SEACrowd / seacrowd-datahub

A collaborative project to collect datasets in SEA languages, SEA regions, or SEA cultures.
Apache License 2.0
65 stars 57 forks source link

Closes #269 | Create dataset loader for ViVQA #269 #318

Closed Gyyz closed 7 months ago

Gyyz commented 9 months ago

Closes #269

Checkbox

danjohnvelasco commented 8 months ago

Hi @Gyyz 👋, thank you for the PR! I've tested your code and everything is working as expected. Just one small thing, can you run make check_file=seacrowd/sea_datasets/vivqa/vivqa.py and push the formatted code? Thanks!
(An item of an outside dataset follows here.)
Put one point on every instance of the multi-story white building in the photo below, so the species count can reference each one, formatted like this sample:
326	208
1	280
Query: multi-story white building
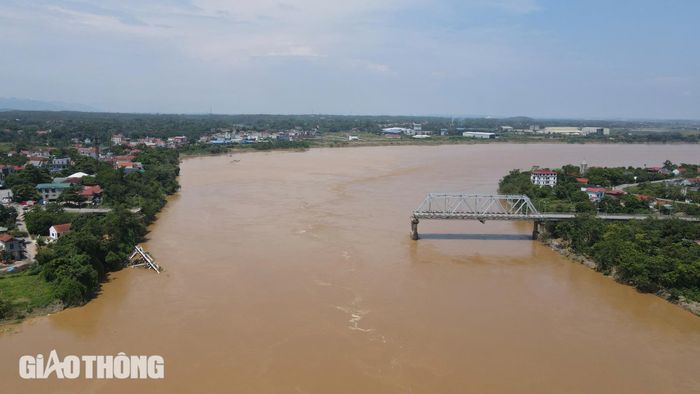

holylovenia commented 8 months ago

@Gyyz @danjohnvelasco This dataloader's task is supposed to be VQA instead of text-only QA. Could we adjust the schema to imqa and the supported task to Tasks.VISUAL_QUESTION_ANSWERING by incorporating #380?

Gyyz commented 8 months ago

@danjohnvelascohttps://github.com/danjohnvelasco I am in China and on vocation, don’t have a good network to access the github, will update the repo when back after 2.18.

From: Holy Lovenia @.> Date: Thursday, 25 January 2024 at 13:05 To: SEACrowd/seacrowd-datahub @.> Cc: Yuze GAO @.>, Mention @.> Subject: Re: [SEACrowd/seacrowd-datahub] Closes #269 | Create dataset loader for ViVQA #269 (PR #318)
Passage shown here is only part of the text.